Member of the Ghana Parliament for Abirem
- In office 7 January 2008 – 6 January 2013

MP for Abirem
- President: John Dramani Mahama
- Preceded by: Muhammad Mumuni

Minister for Lands Forestry and Mines
- In office January 2004 – January 2008
- President: John Kufour John Agyekum Kufour
- Preceded by: Dominic Fobih

Personal details
- Born: 18 January 1945 (age 81)
- Party: New Patriotic Party
- Children: 3
- Alma mater: Ghana School of Law
- Profession: Lawyer

= Esther Obeng Dapaah =

Ghanaian politician and lawyer

Esther Obeng Dapaah (born 9 May 1945) is a Ghanaian politician and lawyer. She was the member of parliament for Abirem constituency in the 5th Parliament of the 4th Republic of Ghana.

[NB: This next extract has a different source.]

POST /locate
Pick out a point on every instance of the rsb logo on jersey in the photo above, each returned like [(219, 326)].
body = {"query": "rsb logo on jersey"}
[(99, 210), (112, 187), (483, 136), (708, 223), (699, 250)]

== Early life and education ==
Dapaah comes from Nkwarteng, in the Eastern Region of Ghana. She was born on 9 May 1945. She received a Bachelor of Laws degree from the Chelmer Institute of Education in Essex, England, in 1977. She received another Bachelor of Laws degree from Lincoln's Inn in 1978 and from the Ghana School of Law in 1979.

== Employment ==
Obeng Dapaah is a lawyer by profession. She has worked in the London Borough of Newham as a rent enforcement officer.

== Political career ==
She is a member of the New Patriotic Party. She served under John Agyekum Kufuor as a minister of lands, forests and mines. She has been the member of Parliament for the Abirem constituency in Ghana since 2004. She was once chairman of the Committee for Women and Children and currently a member of the Committee for Constitutional and Legal Affairs. She was also a member of the Pan-African Parliament.

== Elections ==
Obeng Dapaah was elected as the member of Parliament for the 5th Parliament of the 4th Republic for the Abirem constituency in the 2008 Ghanaian general elections. She was elected with 13,319 votes out of the 21,962 valid votes cast, equivalent to 60.6% of the total valid votes.

== Personal life ==
Esther is a Christian and a member of the Church of Pentecost. She is single with three children.